The point isn't simply that many terrorists take advantage of Western
welfare states, the same way they take advantage of Western freedoms and
Western technology. The point is that extreme antisocial terrorist
ideologies (radical Islam, in particular) seem to breed in "oppositional"
cultures supported by various government welfare benefits.
This is particularly evident in France, where – as this (non-free) Los Angeles Times piece describes –
unemployed and alienated North African Arab immigrants in subsidized
public housing projects turn to crime and violence in a vicious cycle
familiar to students of the African-American "underclass." Except that in
France, in the "violent neighborhoods, the housing projects where the
young men can be recruited" into terrorism, an "ironic thing" happens,
according to a French intelligence officer quoted by the Times'
Sebastian Rotella:
"When the extremists take control, violence goes down. Islam brings
discipline. But then we have to watch that neighborhood for a different
reason."
Such North African Arabs make up "the backbone [of] Islamic terrorist
groups in Europe" reports Peter Finn of the Washington Post --
although the 9/11 hijackers seem to have been a separate, elite al-Qaeda
group drawn largely from Persian Gulf states.

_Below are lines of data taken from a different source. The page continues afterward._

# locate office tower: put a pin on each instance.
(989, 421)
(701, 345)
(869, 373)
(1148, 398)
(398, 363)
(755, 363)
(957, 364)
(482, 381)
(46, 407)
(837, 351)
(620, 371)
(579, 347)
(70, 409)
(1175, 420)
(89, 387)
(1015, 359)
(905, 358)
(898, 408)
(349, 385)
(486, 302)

What do you want to bet that the French pattern is visible in Britain,
which has been (in the Post's words) "a haven for fundamentalists
who enjoy traditional British liberties and a generous social welfare
system even as they rail against the culture that has given them refuge"?

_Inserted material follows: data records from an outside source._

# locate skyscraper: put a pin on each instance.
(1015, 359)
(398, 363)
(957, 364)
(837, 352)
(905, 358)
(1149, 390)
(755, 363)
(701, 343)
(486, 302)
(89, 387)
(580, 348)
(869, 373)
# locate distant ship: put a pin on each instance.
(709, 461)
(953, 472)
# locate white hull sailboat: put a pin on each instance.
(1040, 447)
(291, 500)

In fact, there's a good argument that "welfare benefits + ethnic
antagonism" is the universal recipe for an underclass with an angry,
oppositional culture. The social logic is simple: Ethnic differences make
it easy for those outside of, for example, French Arab neighborhoods to
discriminate against those inside, and easy for those inside to resent the
mainstream culture around them. Meanwhile, relatively generous welfare
benefits enable those in the ethnic ghetto to stay there, stay unemployed,
and seethe. Without government subsidies, they would have to overcome the
prejudice against them and integrate into the mainstream working culture.
Work, in this sense, is antiterrorist medicine. (And if you work all day,
there's less time to dream up ways and reasons to kill infidels.)

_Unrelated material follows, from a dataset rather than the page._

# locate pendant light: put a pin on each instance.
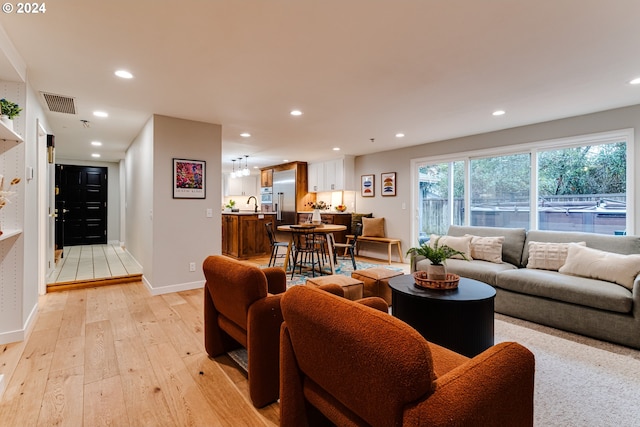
(233, 174)
(246, 171)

Appetite-whetting precursor:OpinionJournal.com has posted several items on "terrorist welfare queens" but hasn't made the
larger point about entire alienated subcultures being sustained by
welfare.
Assigned to: Lawrence Mead, who claimed in his 1992
book, The New Politics of Poverty, that Europe is "about a
generation behind the United States" in confronting the social problems
created when a discriminated-against group becomes dependent on state aid.
Alternatively: Heather Mac Donald, John Podhoretz, John
O'Sullivan. … If I knew a neolib who might write this, I'd assign it to
them. But I don't. [Bill Clinton?-ed. Not a bad idea! It would
make his U.S. welfare reform campaign look globally relevant.]